Boards must confront the tough realities of leadership transitions and organizational needs, even when it requires challenging high-performing executives or addressing contentious workforce issues.

Building A Courageous Board Culture For Talent Management

Developing courage within a board isn’t an overnight transformation; it requires a deliberate approach and clear strategies. Try the following three steps to foster a culture of courage on issues related to talent:

1. Enhance board composition. Diversify the board by bringing in members passionate about workforce issues, such as former chief people officers or younger professionals who can provide fresh perspectives.

2. Encourage direct workforce engagement. Facilitate board learning through engagement with employee resource groups or by inviting unions to share their perspectives. Boards should listen directly to interest groups or frontline employees, just as they would bring in compensation experts.

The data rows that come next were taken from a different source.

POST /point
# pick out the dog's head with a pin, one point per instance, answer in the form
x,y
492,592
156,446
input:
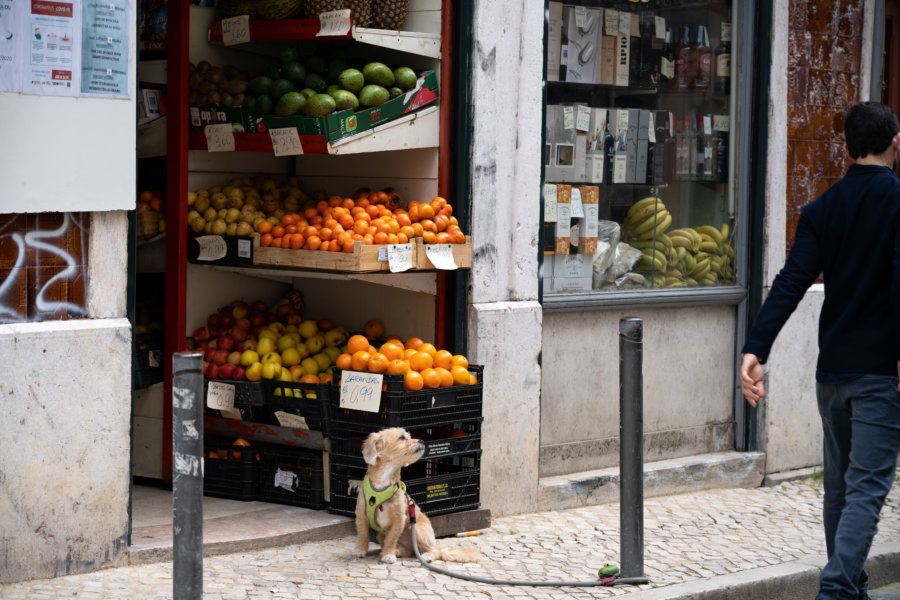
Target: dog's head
x,y
392,446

3. Embrace transparent discussions. Allow room for open, candid conversations. It’s vital that management presents not only final recommendations but also insights on challenges within the organization so that boards can discuss what might not be working well. Moreover, these discussions must be supported by actual data.

A New Era Of Courage In The Boardroom

As expectations evolve, the courage to make tough decisions around talent management is becoming a strategic necessity. Boards must learn to act not just as stewards of performance metrics but as champions of organizational health and continuity.

In today’s complex landscape, courage in talent management isn’t optional—it’s a strategic imperative. Boards that embrace this challenge will not only navigate the immediate demands of the workforce but will lay the foundation for resilience and sustainable growth, driving lasting impact from the boardroom to every level of the organization.